The code generated by Rust from the naive solution uses ss instructions mostly whereas my two tries using `mm_dp_ps` and `mm_mul_ps` and `mm_hadd_ps` where both significantly slower even though it results in fewer instructions. I suspect that the issue is that for a single dot product the overhead of loading in and out of mm128 registers is more cost than it's worth.
Naive Rust version output
.cfi_startproc
pushq %rbp
.cfi_def_cfa_offset 16
.cfi_offset %rbp, -16
movq %rsp, %rbp
.cfi_def_cfa_register %rbp
vmovss (%rdi), %xmm0
vmulss (%rsi), %xmm0, %xmm0
vmovsd 4(%rdi), %xmm1
vmovsd 4(%rsi), %xmm2
vmulps %xmm2, %xmm1, %xmm1
vaddss %xmm1, %xmm0, %xmm0
vmovshdup %xmm1, %xmm1
vaddss %xmm1, %xmm0, %xmm0
popq %rbp
retq
My handwritten version with `mm_mul_ps` and `mm_hadd_ps` .cfi_startproc
pushq %rbp
.cfi_def_cfa_offset 16
.cfi_offset %rbp, -16
movq %rsp, %rbp
.cfi_def_cfa_register %rbp
vmovaps (%rdi), %xmm0
vmulps (%rsi), %xmm0, %xmm0
vhaddps %xmm0, %xmm0, %xmm0
vhaddps %xmm0, %xmm0, %xmm0
popq %rbp
retq
Intuatively it feels like my version should be faster but it isn't.
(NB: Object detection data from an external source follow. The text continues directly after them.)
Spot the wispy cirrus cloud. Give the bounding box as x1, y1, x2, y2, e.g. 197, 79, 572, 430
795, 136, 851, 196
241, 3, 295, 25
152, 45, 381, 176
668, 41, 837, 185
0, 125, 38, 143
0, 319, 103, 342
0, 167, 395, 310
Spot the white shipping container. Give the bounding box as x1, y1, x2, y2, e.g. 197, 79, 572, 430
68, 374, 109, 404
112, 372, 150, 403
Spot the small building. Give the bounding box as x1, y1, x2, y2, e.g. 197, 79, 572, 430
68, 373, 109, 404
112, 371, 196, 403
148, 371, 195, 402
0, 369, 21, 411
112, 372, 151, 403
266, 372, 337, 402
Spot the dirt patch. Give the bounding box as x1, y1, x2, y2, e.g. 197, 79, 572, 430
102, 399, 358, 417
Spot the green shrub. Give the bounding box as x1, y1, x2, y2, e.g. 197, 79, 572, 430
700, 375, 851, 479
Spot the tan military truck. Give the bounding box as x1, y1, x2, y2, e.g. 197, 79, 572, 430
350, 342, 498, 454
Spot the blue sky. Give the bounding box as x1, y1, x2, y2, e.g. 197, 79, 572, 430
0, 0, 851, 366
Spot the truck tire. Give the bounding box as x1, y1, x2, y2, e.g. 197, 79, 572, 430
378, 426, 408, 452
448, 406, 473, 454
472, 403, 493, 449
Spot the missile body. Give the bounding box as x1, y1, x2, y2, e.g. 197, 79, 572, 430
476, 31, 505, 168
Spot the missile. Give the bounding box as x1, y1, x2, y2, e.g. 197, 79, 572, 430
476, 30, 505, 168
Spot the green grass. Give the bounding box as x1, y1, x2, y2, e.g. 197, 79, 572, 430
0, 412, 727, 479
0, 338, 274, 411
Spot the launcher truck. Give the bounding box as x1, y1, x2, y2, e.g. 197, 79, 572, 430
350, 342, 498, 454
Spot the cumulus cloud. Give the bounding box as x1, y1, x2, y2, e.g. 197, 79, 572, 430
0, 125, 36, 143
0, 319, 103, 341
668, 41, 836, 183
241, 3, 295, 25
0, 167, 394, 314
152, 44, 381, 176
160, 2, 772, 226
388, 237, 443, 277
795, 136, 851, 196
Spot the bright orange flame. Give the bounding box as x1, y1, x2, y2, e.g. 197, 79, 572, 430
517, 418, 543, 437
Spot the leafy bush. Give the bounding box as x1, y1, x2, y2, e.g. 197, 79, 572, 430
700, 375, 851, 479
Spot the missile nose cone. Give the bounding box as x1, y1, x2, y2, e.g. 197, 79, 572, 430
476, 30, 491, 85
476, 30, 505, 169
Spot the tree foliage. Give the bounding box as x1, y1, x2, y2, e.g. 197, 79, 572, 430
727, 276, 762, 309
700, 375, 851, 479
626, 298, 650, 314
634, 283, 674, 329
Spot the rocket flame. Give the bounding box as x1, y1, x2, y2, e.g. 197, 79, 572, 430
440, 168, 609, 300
In this code I changed the the struct from 3 f32 components to an array with 4 f32 elements to avoid having to create the array during computation itself, the code also requires specific alignment not to segfault which I guess might also affected performance.0: https://github.com/k0nserv/rusttracer/commits/SIMD-mm256-dp-...